Sanofi-aventis maintains it was forced to make its offer public because attempts to engage Genzyme’s management in merger discussions had previously failed. The $69 per share offer was first batted to Genzyme chiefs on July 29, but the latter’s shareholders have essentially been kept in the dark, Viehbacher suggested in his letter sent  to Termeer yesterday. “We are committed to a transaction with Genzyme, and, therefore, we feel we are left with no choice but to take our compelling proposal directly to your shareholders by making its terms public …. Your continued refusal to enter into constructive discussions will serve only to further delay the ability of your shareholders to receive the substantial value represented by our all-cash offer.”

Sanofi-aventis believes Genzyme has “underperformed its peers for a number of years”. In stressing that the latter “continues to face several significant and well-documented challenges” that will take three to four years to resolve, Viehbacher’s letter is undoubtedly referring to the continuing and well-documented financial backlash of last year’s contamination at Genzyme’s Allston Landing manufacturing plant for Cerezyme and Fabrazyme. “An acquisition by sanofi-aventis would not only position Genzyme to overcome these challenges quickly and successfully by applying sanofi-aventis’ global resources and expertise to help realize Genzyme’s business strategy, but also deliver near-term compelling value to Genzyme’s shareholders that takes into account the company’s future upside potential,” Viehbacher maintains.

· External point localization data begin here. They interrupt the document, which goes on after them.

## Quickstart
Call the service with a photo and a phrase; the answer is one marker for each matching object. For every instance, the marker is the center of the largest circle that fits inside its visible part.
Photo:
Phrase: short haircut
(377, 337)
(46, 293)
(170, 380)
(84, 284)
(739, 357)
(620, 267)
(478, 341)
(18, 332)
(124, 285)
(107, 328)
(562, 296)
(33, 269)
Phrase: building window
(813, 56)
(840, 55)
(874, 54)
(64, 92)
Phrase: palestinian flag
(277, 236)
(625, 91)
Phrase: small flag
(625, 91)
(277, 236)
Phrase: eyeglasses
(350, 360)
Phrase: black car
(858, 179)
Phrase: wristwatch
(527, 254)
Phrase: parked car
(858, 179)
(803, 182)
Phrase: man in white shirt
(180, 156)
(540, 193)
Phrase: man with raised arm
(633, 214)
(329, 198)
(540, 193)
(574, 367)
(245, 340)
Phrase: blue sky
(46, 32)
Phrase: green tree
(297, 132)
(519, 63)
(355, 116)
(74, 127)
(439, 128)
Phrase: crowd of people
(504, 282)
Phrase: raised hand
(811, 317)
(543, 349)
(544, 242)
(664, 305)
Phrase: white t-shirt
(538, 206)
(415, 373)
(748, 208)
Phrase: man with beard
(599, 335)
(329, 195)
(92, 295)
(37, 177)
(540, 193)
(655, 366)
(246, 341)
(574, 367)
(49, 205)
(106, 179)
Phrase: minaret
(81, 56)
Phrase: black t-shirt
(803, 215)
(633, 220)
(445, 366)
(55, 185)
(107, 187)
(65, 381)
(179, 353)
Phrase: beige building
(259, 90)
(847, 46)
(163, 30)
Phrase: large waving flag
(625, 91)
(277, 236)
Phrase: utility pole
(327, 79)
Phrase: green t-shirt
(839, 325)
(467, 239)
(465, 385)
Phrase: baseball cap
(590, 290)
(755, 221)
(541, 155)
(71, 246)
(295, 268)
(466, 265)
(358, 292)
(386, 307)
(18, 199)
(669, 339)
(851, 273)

In response, Genzyme claims progress with respect to getting Cerezyme and Fabrazyme manufacturing back on track has been encouraging. On reporting its second quarter 2010 results in July, the firm confirmed that production of Cerezyme had reached its historical average, and the Allston Landing facility had returned to full operation. Shipments of Cerezyme were therefore due to start increasing in August, which would allow patients to start upping their doses in September and return to normal dosing during the fourth quarter. Genzyme, in parallel, confirmed receipt of both FDA and EMA approval to use the new working cell bank for Fabrazyme production, although shipments of the drug were not expected to increase until the fourth quarter 2010. Two bioreactors at the new Framingham manufacturing facility are also now operational, and Fabrazyme engineering runs are planned for September. Genzyme said it expects the facility to achieve approval during late 2011. 

The rapid dismissal of sanofi-aventis’ second attempt to initiate acquisition talks “should come as no surprise,” Termeer stresses. “Without exception, each member of the Genzyme board believes this is not the right time to sell the company, because your opportunistic takeover proposal does not begin to recognize the significant progress under way to rectify our manufacturing challenges or the potential for our new-product pipeline.” 

In May Genzyme confirmed it would have to forfeit $175 million in profits under a consent decree to correct manufacturing quality violations at the Allston Landing manufacturing facility. The same month the company announced plans to effect a $2 billion stock buyback and in addition sell, spin-out, or facilitate a management buy-out of its genetic testing, diagnostic products, and pharmaceutical intermediates businesses.

Reporting its second quarter 2010 results in July the company confirmed that during the period shipments of Cerezyme could still only meet 50% of demand for the drug, while shipments of Fabrazyme reached only 30% of demand. As a result, Cerezyme sales were $138.7 million in the second quarter of 2010, down from $298.1 in the equivalent 2009 quarter. Sales of Fabrazyme were $39.5 million in the 2010 quarter, down from $134.3 million during the same three months of 2009.

When the results were released, Termeer admitted the period was “difficult”. However, he stressed, “We expect that increasing sales of these products combined with reductions in our operating costs will produce an increase in earnings during the second half of the year.”

Sanofi-aventis has a market capitalization of some $75 billion, with annual revenues of about $38 billion and annual EBITDA of $16 billion. Sanofi-aventis’ share price on the Euronext Paris exchange has remained relatively stable today, oscillating 1.5% around its price at close yesterday. The firm’s stock dipped within the first 15 minutes of the Euronext Paris market opening this morning, before climbing up 1.2% at lunchtime in France.